La Central Sindical Independiente y de Funcionarios (CSIF), sindicato más representativo en las administraciones públicas y con presencia creciente en el sector privado, ha constatado la desesperación de los trabajadores de la Mancomunidad de Servicios Sociales Sierra Norte de Madrid, que aún no han cobrado la nómina de abril y que desde 2012 sufren constantes retrasos en el cobro de sus salarios.

CSIF se ha dirigido a la Comunidad de Madrid para denunciar esta situación y para que acelere el pago del convenio a esta Mancomunidad con el fin que pueda hacer frente al pago de estas nóminas, una vez ya se autorizaron los convenios con las distintas mancomunidades y ayuntamientos de la región por los que el Gobierno autonómico aporta 27,5 millones de euros.

Asimismo, CSIF ha solicitado una reunión con la Consejería de Políticas Sociales y Familia para exponer los continuos problemas que sufren los 24 trabajadores de esta Mancomunidad que engloba a 42 municipios y 12 pedanías de la Sierra Norte de Madrid (29.000 habitantes en total) y que fue constituida en 1990.
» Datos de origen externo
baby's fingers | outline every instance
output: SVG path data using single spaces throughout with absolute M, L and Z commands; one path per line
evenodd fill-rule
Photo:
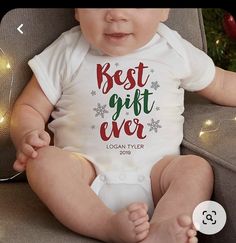
M 21 154 L 23 154 L 22 156 L 25 156 L 24 160 L 26 160 L 27 157 L 31 157 L 31 158 L 36 158 L 38 153 L 34 150 L 34 148 L 29 145 L 29 144 L 24 144 L 22 146 L 22 152 Z
M 45 145 L 49 145 L 51 138 L 50 138 L 50 135 L 47 132 L 42 131 L 39 134 L 39 137 L 46 143 Z
M 25 168 L 26 168 L 26 161 L 27 161 L 27 159 L 28 158 L 23 153 L 19 153 L 17 155 L 17 159 L 15 160 L 15 162 L 13 164 L 14 170 L 16 170 L 18 172 L 24 171 Z
M 27 144 L 30 144 L 32 147 L 42 147 L 47 145 L 39 136 L 30 135 L 26 138 L 25 141 Z

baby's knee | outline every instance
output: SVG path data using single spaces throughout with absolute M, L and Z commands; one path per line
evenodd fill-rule
M 42 147 L 37 150 L 37 157 L 30 158 L 26 165 L 26 174 L 40 173 L 48 170 L 50 167 L 50 157 L 52 156 L 53 148 L 51 146 Z
M 204 158 L 197 155 L 185 155 L 183 163 L 187 168 L 201 175 L 203 178 L 213 179 L 213 169 Z

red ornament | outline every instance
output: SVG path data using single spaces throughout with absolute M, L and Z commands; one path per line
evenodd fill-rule
M 225 13 L 224 15 L 224 30 L 226 34 L 231 38 L 236 40 L 236 22 L 234 16 L 230 13 Z

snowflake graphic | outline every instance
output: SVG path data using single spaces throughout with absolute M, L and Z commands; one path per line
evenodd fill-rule
M 92 90 L 90 93 L 92 96 L 96 95 L 96 91 Z
M 154 119 L 152 118 L 151 123 L 148 123 L 147 125 L 150 126 L 149 132 L 154 131 L 157 132 L 158 128 L 161 128 L 161 126 L 159 125 L 160 120 L 154 121 Z
M 158 82 L 152 82 L 151 88 L 157 90 L 160 87 L 160 85 L 158 84 Z
M 107 105 L 101 105 L 100 103 L 97 103 L 97 108 L 93 108 L 93 110 L 96 111 L 95 117 L 101 116 L 102 118 L 104 118 L 104 114 L 108 113 L 108 111 L 106 110 L 106 106 Z

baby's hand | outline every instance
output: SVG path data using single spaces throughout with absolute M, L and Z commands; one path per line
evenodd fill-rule
M 48 146 L 50 143 L 50 135 L 46 131 L 33 130 L 27 133 L 17 151 L 17 158 L 14 162 L 13 168 L 16 171 L 22 172 L 26 168 L 29 158 L 36 158 L 37 149 Z

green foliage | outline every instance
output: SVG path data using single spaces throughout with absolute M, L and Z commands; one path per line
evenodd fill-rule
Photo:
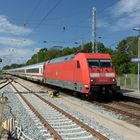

El retraso en el cobro de las nóminas es especialmente grave para aquellos trabajadores que tienen que desplazarse entre los distintos pueblos y pedanías de la Mancomunidad, ya que se ven obligados a adelantar de su bolsillo estos desplazamientos. Y no son únicamente demoras en el abono de los salarios: ha habido meses que se han pagado las nóminas en dos plazos. Por otra parte, tampoco se les ha devuelto la paga extra de 2012. Pero los trabajadores aclaran que, pese a todo, siguen cumpliendo con sus obligaciones laborales.
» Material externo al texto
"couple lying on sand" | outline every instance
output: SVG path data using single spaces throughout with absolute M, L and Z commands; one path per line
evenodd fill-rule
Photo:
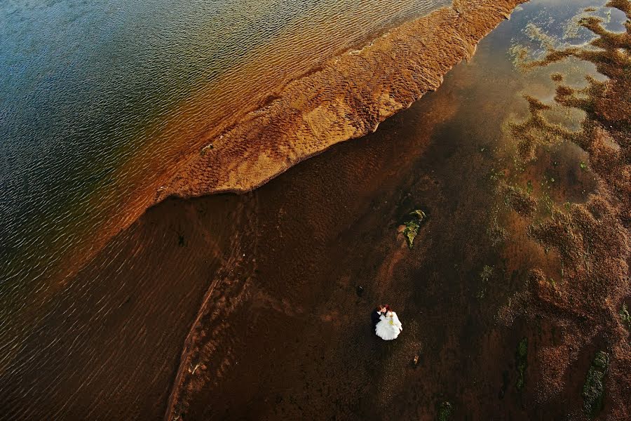
M 379 305 L 371 314 L 371 319 L 375 334 L 384 340 L 396 339 L 403 330 L 397 314 L 387 304 Z

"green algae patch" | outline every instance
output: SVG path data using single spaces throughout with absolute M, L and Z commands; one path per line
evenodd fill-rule
M 623 323 L 627 325 L 627 327 L 631 329 L 631 314 L 629 314 L 629 310 L 627 309 L 627 305 L 623 304 L 620 309 L 620 318 L 622 319 Z
M 494 267 L 492 266 L 484 265 L 482 272 L 480 272 L 480 287 L 477 293 L 475 294 L 477 298 L 484 298 L 487 296 L 487 287 L 489 285 L 489 281 L 491 280 L 491 276 L 493 276 L 493 269 Z
M 416 238 L 416 235 L 419 234 L 419 229 L 421 228 L 421 224 L 425 221 L 427 218 L 427 215 L 423 210 L 416 209 L 411 212 L 409 216 L 411 217 L 412 219 L 404 224 L 405 225 L 405 229 L 403 230 L 403 236 L 405 237 L 407 247 L 409 248 L 412 248 L 414 246 L 414 239 Z
M 517 381 L 515 386 L 517 390 L 522 391 L 526 386 L 526 367 L 528 364 L 528 338 L 524 338 L 517 344 L 515 354 L 517 370 Z
M 449 421 L 454 413 L 454 406 L 445 401 L 438 407 L 438 421 Z
M 609 366 L 609 354 L 603 351 L 597 352 L 583 385 L 583 410 L 592 418 L 602 409 L 604 377 Z

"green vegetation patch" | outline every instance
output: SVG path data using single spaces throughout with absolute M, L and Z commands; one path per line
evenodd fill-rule
M 438 407 L 438 421 L 448 421 L 454 413 L 454 406 L 445 401 Z
M 629 314 L 629 310 L 627 309 L 627 305 L 623 304 L 620 309 L 620 318 L 622 319 L 623 323 L 626 323 L 627 327 L 631 329 L 631 314 Z
M 517 344 L 517 352 L 515 354 L 515 363 L 517 370 L 517 390 L 523 390 L 526 385 L 526 367 L 528 365 L 528 338 L 524 338 Z
M 427 215 L 423 210 L 416 209 L 411 212 L 409 216 L 412 217 L 412 219 L 405 224 L 405 229 L 403 230 L 403 236 L 405 237 L 408 248 L 412 248 L 414 246 L 414 239 L 419 234 L 421 224 L 427 218 Z
M 487 295 L 487 287 L 489 285 L 489 281 L 493 276 L 493 267 L 484 265 L 482 272 L 480 272 L 480 287 L 475 297 L 477 298 L 484 298 Z
M 602 409 L 604 377 L 609 366 L 609 354 L 603 351 L 597 352 L 583 385 L 583 410 L 592 418 Z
Esta Mancomunidad de la Sierra Norte tiene como peculiaridad el gran número de municipios que la componen y la dispersión geográfica de su población, lo que obliga a profesionales como los trabajadores sociales a tener que desplazarse en vehículos propios, con el fin de garantizar los principios de universalidad, igualdad o proximidad que recoge la Ley 11/2003, de 27 de marzo, de Servicios Sociales de la Comunidad de Madrid.